I personaggi di Terra nera sono cafoni con l’animo da cafone. Per questa razza, le cose che mancano – dice Alemanno – valgono come le cose che ci sono. Le assenze si considerano presenze mancanti, le negazioni hanno il senso di affermazioni.
Cafone è un modo di nascere e morire, di guardare il mondo, di respirare, di gioire e di soffrire. Cafone è un modo di pensare e di parlare senza aggettivi.
Le cose, le azioni, i dolori, sono tutti racchiusi e compiuti nel nome. Non hanno bisogno di aggettivi. La vita e la morte sono senza aggettivi.
E allora Giuse Alemanno trascina il linguaggio verso la profondità delle sue storie. Anzi, della sua storia. Una sola storia: quella di gente sommersa fin dalla nascita dalla maledizione di dover continuamente fare il conto con la famelica ferocia del vivere, con i lupi che gironzolano intorno, con il lupo che è dentro se stessi, ma non nascosto. Con il lupo che azzanna ogni giorno e costringe a leccarsi la ferita lasciata dal morso. Perché è quella ferita lasciata dal morso del lupo che è dentro se stessi che immunizza e consente di sopravvivere alle ferite dei morsi lasciati da tutti gli altri lupi intorno.

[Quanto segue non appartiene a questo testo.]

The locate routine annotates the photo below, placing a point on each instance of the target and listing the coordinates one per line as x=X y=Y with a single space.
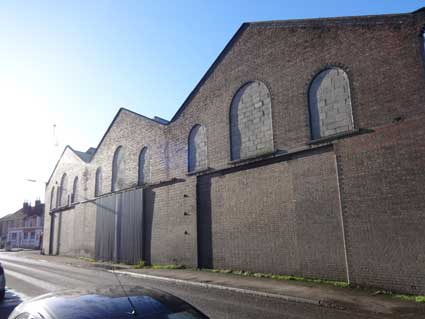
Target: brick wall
x=382 y=187
x=382 y=58
x=278 y=218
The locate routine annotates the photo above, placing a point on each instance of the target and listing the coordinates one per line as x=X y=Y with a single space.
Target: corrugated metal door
x=119 y=227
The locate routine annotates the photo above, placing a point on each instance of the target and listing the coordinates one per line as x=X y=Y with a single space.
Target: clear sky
x=75 y=63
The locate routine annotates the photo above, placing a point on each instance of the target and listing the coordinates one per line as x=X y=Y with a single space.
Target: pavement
x=354 y=301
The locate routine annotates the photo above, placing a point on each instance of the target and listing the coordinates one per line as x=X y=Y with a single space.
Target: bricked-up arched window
x=63 y=201
x=144 y=166
x=52 y=198
x=251 y=121
x=98 y=182
x=330 y=104
x=74 y=197
x=58 y=196
x=197 y=152
x=118 y=170
x=423 y=44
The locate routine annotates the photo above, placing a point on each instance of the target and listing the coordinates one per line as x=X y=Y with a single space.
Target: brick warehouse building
x=301 y=151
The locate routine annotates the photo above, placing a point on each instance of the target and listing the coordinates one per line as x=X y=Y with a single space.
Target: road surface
x=29 y=277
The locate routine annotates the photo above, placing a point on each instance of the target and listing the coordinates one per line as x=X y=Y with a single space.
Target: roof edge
x=222 y=54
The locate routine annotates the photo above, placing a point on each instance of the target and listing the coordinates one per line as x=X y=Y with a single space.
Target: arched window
x=144 y=167
x=118 y=170
x=197 y=153
x=98 y=182
x=251 y=131
x=330 y=104
x=75 y=190
x=52 y=198
x=58 y=196
x=423 y=44
x=64 y=190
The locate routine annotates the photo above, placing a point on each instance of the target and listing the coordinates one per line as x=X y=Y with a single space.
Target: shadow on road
x=11 y=300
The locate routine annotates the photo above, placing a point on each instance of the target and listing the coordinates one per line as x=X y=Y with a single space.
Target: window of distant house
x=144 y=169
x=251 y=132
x=75 y=190
x=197 y=148
x=64 y=190
x=98 y=182
x=330 y=104
x=118 y=170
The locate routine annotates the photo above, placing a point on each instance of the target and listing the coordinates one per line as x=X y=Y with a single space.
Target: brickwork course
x=307 y=158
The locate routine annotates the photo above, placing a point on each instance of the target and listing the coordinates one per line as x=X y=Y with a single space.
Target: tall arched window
x=52 y=198
x=330 y=103
x=118 y=170
x=64 y=190
x=75 y=190
x=197 y=151
x=144 y=167
x=98 y=182
x=58 y=197
x=423 y=44
x=251 y=129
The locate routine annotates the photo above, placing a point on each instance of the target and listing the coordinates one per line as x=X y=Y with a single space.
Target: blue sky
x=75 y=63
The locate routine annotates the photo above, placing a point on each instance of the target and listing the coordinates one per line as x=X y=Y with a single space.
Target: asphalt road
x=27 y=278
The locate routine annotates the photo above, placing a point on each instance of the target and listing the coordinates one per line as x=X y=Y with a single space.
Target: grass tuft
x=88 y=259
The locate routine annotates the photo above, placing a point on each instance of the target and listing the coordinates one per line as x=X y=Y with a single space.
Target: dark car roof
x=109 y=302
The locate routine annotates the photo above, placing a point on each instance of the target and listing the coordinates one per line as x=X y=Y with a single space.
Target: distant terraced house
x=301 y=151
x=24 y=228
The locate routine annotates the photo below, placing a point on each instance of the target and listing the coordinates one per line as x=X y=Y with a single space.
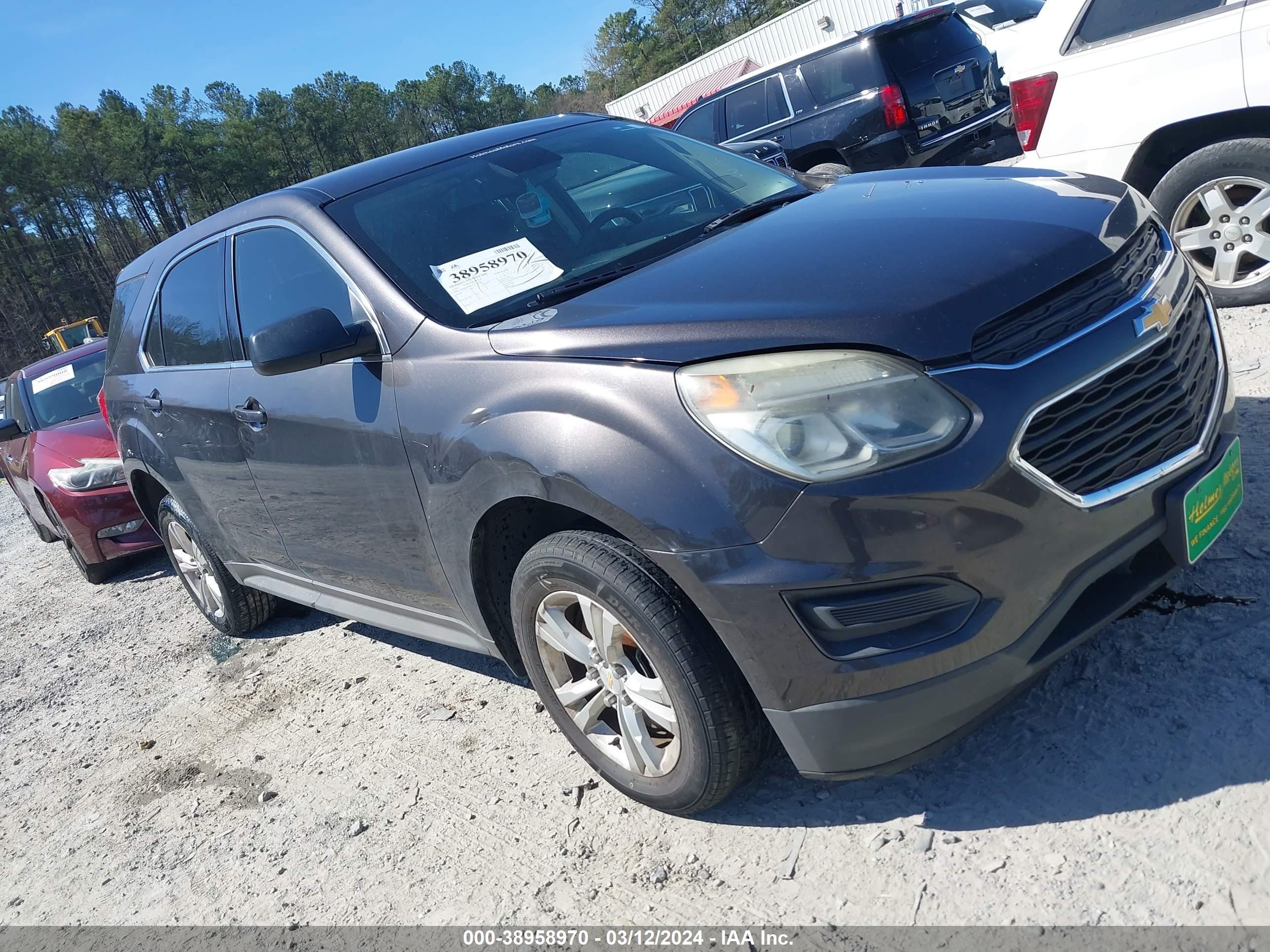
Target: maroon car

Per il resto: non ci sono nemmeno i soldi per pagarsi la bara. Per il resto: bisogna ad ogni istante saltare il fosso della miseria nera che si spalanca nella terra nera.
Ci vuole coraggio a confrontarsi con temi del genere, di questi tempi. Di questi tempi il romanzo annusa il mercato e confeziona una storia compiacente. Solitamente esclude materie che richiedono – o che pretendono – da parte del lettore un coinvolgimento con la storia e una disponibilità a mettere in discussioni accomodanti certezze.
Giuse Alemanno ha trascurato ogni ragione di questo tipo. Non si è posto neppure il problema. Aveva una storia dentro da raccontare, probabilmente la stessa storia che avevano dentro migliaia di scatenatori che lavoravano da sole a sole dentro i solchi della terra nera. E l’ha scritta. E ogni volta che gli è capitato l’ha raccontata prima di scriverla. E continua a raccontarla ogni volta che gli capita. Con le stesse parole del libro. Con lo stesso vigore. Con la stessa appassionata indignazione per qualsivoglia celebrazione del buon tempo antico.
Fu Rina Durante, sette anni fa, a presentare il primo libro di Alemanno, che s’intitolava Racconti lupi. E Rina sapeva che saper scrivere è una cosa diversa dal saper raccontare. Per scrivere ci vuole conoscenza e competenza. Per raccontare ci vuole conoscenza, competenza. E passione.